First Author  Colucci F Year  2000
Journal  Blood Volume  95
Issue  3 Pages  984-91
PubMed ID  10648413 Mgi Jnum  J:59898
Mgi Id  MGI:1352280 Doi  10.1182/blood.v95.3.984.003k40_984_991
Citation  Colucci F, et al. (2000) The receptor tyrosine kinase c-kit provides a critical signal for survival, expansion, and maturation of mouse natural killer cells. Blood 95(3):984-91
abstractText  Fetal liver kinase ligands (flk2L/flt3L) and stem cell factor (SCF) have been shown to promote natural killer (NK) cell differentiation from hematopoietic stem cell (HSC) precursors in vitro. However, the contribution of signaling through the receptors for these growth factors for in vivo NK cell development remains ill-defined.
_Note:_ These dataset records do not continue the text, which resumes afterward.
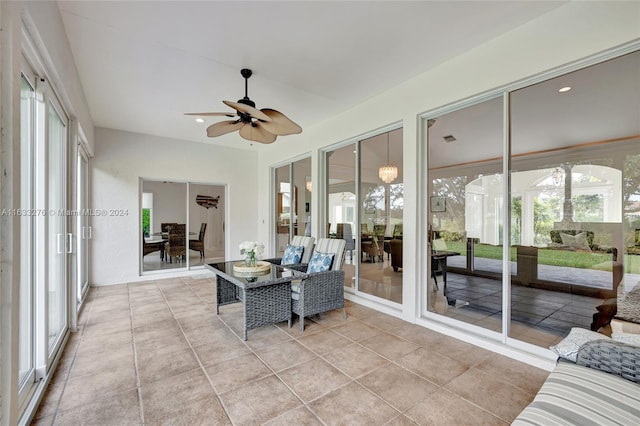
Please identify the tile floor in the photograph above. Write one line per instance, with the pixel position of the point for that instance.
(156, 353)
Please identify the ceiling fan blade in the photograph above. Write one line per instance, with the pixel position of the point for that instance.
(247, 109)
(223, 127)
(211, 114)
(280, 124)
(254, 132)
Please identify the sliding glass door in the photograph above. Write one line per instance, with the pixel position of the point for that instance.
(365, 200)
(292, 192)
(533, 201)
(58, 240)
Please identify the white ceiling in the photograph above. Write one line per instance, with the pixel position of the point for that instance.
(143, 64)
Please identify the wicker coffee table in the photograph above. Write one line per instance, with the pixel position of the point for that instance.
(266, 295)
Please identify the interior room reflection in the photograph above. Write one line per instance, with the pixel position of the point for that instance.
(372, 228)
(170, 239)
(293, 202)
(573, 218)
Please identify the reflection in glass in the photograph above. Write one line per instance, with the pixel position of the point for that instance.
(206, 224)
(381, 217)
(58, 242)
(466, 226)
(163, 205)
(341, 204)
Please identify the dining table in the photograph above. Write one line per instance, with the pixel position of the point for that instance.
(264, 293)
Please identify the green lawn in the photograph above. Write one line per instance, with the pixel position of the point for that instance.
(554, 257)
We have analyzed the role of the SCF receptor c-kit in NK cell differentiation by reconstituting NK-deficient mice with fetal liver (FL) HSCs of c-kit(-/-) (W/W) mice. Although c-kit(-/-)NK cells were generated in W/W chimeras, they were reduced in number, contained a lower percentage of CD45R (B220)(+) cells, and were poorly cytolytic. In vitro experiments showed that generation of NK cells from FL precursors was reduced in the absence of c-kit signaling and that SCF promoted the survival of peripheral c-kit(+) NK cells. We conclude that c-kit/SCF interactions in vivo are dispensable for the commitment of HSC to the NK lineage, but they provide essential signals for generating normal numbers of fully mature NK cells.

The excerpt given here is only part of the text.